Prediction 5: AI will make credit analytics even more powerful and credit scores will become more fair.
Credit scoring has gotten much better in the past 10 years, and with the explosion of AI applications we’re seeing, it’s going to be much easier to predict a person’s behavior and credit patterns. Unconscious or inherent bias has been built into credit analysis for as long as credit analysis has existed, and while there are still lots of things that need to be sorted out with respect to bias in credit scoring, even with AI, it’s going to get better and better because ultimately data is data: It tells the facts. More consumers will have access to credit, which is good for the economy, and the models will become much better at assessing who is actually at risk of getting in over their heads with debt — and that means better allocation of capital in the economy.
Prediction 6: AI-based consumer purchasing will merge with embedded finance and affect supply chains and payment rails.
AI will tell you it’s Burberry and where it’s available, including on consignment sites like TheRealReal. If it’s not available anywhere, AI will feed you something similar.
It’s all going to rely on embedded finance and AI: One-stop shop on your phone. You snap a pic of an item and within seconds you can locate it, pay for it with a touchless payment, and have it shipped to you, all from one app. More and more, apps will be integrated with things like QR codes or NFC for automated payments. Already, massive networks like New York’s MTA and London’s Underground are using touchless embedded finance.
Prediction 7: AI will streamline financial contracts
This is going to happen really fast: AI will scan contracts like ISDAs (International Swaps and Derivatives Agreements) and flag unusual clauses for lawyers to review, rather than paying a lawyer to go through all 20 pages of the contract. There will likely always be random things that can be changed in contracts that only a lawyer or law clerk will be able to detect (and having humans still involved to a certain extent will always be a good thing), but AI, natural language processing (NLP), and optical character recognition (OCR) will make legal documentation far less cumbersome.

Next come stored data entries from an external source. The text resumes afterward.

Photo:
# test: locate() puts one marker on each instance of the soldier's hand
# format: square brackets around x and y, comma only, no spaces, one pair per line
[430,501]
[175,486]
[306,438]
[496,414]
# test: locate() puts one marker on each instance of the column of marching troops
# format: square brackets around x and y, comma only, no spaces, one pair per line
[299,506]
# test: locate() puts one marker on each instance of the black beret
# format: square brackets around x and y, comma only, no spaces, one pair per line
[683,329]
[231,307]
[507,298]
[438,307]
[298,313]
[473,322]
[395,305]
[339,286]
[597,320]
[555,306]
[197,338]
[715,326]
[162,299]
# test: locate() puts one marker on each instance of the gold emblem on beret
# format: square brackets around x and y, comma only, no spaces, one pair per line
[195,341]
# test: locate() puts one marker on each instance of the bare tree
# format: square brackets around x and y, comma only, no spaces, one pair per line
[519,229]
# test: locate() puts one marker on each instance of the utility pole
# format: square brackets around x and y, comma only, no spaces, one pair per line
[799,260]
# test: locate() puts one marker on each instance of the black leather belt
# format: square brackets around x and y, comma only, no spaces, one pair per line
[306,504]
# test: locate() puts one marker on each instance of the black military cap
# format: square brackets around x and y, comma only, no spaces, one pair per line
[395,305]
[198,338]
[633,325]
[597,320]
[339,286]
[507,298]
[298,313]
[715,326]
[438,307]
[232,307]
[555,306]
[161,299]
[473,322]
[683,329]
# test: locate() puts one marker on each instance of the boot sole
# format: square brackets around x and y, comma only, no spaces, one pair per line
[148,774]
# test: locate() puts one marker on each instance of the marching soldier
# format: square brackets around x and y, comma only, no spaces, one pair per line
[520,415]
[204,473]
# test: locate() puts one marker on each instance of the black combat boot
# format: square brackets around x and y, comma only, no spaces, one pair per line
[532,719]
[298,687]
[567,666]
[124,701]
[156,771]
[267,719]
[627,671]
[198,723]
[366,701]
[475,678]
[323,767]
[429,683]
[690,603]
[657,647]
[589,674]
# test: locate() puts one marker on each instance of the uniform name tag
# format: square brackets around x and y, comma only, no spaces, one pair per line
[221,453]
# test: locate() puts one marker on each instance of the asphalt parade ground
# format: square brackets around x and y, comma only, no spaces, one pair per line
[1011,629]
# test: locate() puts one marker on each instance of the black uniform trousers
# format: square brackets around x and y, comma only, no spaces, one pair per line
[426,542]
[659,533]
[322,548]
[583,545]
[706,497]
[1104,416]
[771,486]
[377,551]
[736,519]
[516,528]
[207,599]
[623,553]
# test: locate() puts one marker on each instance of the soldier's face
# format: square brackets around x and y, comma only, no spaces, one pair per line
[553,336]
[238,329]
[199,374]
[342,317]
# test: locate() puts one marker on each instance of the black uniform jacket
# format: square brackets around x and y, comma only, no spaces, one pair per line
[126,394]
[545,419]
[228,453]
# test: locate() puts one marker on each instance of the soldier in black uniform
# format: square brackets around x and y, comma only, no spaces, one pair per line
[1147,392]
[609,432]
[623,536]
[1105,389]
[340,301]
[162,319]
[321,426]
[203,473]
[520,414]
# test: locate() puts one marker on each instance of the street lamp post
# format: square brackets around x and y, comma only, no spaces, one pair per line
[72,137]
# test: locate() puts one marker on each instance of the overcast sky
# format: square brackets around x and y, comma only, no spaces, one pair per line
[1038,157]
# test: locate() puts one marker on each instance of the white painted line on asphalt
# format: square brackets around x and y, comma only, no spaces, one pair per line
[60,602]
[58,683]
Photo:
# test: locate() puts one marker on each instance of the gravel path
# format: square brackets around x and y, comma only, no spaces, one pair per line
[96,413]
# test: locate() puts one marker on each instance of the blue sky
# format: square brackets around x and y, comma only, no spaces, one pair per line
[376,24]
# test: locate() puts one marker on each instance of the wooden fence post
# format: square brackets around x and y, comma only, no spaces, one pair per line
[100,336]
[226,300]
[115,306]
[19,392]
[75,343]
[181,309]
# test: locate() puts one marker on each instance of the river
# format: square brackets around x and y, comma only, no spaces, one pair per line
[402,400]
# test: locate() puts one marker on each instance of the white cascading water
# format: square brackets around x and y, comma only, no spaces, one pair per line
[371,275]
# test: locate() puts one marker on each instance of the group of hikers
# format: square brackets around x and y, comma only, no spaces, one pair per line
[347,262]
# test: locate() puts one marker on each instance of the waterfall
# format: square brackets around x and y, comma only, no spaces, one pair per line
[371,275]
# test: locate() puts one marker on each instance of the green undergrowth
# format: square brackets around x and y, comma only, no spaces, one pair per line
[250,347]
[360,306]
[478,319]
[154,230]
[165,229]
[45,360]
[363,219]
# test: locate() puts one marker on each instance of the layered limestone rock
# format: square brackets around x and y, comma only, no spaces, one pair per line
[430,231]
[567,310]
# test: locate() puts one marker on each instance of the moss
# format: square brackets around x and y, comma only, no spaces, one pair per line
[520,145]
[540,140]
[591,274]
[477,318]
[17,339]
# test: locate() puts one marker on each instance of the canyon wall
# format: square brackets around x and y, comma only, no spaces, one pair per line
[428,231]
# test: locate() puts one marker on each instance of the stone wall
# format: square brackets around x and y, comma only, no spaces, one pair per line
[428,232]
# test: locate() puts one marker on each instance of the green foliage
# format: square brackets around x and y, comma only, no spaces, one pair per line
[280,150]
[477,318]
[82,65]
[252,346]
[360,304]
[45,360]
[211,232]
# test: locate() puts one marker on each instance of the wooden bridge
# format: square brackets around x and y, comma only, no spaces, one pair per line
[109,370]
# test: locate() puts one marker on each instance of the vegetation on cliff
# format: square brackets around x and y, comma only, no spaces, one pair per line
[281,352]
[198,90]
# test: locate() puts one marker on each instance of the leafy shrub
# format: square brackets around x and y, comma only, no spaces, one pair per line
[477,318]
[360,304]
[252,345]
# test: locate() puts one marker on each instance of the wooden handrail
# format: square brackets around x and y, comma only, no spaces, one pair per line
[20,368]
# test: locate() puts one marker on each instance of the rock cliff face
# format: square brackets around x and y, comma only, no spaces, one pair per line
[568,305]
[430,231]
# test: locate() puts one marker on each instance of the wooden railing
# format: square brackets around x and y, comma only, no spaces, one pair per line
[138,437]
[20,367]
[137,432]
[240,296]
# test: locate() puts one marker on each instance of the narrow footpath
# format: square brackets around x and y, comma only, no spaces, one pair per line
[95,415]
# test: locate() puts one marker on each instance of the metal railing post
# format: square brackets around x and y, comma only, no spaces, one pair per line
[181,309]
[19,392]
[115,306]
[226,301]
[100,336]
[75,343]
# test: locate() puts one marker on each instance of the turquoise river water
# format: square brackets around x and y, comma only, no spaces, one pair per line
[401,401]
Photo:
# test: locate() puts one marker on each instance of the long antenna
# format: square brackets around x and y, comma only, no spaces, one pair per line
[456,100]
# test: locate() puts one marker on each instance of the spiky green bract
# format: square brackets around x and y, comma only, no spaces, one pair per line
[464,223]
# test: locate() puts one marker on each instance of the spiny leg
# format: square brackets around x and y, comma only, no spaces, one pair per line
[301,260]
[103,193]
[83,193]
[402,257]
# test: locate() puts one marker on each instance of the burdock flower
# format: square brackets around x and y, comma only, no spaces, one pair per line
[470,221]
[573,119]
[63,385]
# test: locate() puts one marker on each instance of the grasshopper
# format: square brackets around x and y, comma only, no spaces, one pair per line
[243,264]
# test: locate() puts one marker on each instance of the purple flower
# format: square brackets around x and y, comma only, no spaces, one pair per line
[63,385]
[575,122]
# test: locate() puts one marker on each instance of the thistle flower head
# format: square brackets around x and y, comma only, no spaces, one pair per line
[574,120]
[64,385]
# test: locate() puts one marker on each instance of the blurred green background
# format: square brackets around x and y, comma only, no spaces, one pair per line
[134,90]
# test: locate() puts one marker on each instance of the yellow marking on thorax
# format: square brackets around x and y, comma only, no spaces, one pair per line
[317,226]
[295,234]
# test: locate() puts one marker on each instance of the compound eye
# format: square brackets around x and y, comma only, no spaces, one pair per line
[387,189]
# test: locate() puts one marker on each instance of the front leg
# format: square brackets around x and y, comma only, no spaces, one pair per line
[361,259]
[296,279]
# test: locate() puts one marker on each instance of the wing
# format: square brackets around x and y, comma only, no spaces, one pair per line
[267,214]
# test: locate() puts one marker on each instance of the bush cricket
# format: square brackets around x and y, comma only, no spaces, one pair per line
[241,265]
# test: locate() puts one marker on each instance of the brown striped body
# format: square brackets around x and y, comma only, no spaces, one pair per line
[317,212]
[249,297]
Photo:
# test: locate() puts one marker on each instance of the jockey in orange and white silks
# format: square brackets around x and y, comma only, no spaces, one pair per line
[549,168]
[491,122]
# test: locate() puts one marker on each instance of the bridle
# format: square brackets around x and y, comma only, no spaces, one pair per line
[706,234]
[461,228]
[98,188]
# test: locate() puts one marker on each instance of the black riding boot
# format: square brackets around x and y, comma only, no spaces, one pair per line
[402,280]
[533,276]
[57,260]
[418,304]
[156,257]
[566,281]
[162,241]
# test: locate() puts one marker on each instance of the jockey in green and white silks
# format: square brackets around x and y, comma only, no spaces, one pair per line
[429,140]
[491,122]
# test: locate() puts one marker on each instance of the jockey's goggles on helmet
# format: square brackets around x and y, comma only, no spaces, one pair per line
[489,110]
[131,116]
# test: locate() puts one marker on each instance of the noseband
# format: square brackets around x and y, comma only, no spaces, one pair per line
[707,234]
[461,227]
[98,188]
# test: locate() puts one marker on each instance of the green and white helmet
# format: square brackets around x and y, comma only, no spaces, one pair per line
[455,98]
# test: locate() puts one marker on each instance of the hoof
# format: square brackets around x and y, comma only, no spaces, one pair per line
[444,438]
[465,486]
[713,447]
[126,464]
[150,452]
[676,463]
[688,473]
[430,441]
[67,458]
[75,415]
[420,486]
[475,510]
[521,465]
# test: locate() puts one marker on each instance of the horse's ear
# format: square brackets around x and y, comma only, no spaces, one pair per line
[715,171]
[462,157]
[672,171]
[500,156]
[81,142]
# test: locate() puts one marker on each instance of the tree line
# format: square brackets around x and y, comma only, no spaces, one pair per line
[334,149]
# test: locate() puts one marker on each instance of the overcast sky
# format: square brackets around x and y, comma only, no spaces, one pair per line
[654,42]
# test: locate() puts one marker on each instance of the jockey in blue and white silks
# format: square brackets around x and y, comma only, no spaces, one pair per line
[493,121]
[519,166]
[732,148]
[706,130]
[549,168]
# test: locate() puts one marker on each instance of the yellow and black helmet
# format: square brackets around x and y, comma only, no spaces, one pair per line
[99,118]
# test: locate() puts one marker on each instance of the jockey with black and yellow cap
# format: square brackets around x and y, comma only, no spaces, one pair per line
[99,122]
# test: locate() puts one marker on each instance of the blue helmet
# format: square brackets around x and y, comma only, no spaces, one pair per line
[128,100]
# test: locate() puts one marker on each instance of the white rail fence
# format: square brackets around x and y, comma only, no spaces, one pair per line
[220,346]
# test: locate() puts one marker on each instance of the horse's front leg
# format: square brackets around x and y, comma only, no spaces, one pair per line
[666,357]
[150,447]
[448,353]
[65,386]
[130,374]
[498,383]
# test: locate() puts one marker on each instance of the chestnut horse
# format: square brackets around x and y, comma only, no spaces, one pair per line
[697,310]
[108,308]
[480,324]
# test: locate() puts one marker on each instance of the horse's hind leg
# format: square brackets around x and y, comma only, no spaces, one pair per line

If something is unusual, a machine learning algorithm will flag it, and presto, far less money will be spent on lawyers. Tools like Claira (“document intelligence for ready-to-go analysis of complex documents”) will make strategic investing, negotiation, risk, projections far more streamlined and efficient. This goes beyond what we currently think of as smart contracts, which are rooted in blockchain. It’s really document intelligence fintech, which will affect everything in a company’s operations, even globally, not to mention making it far easier for contracts to follow and incorporate regulatory changes.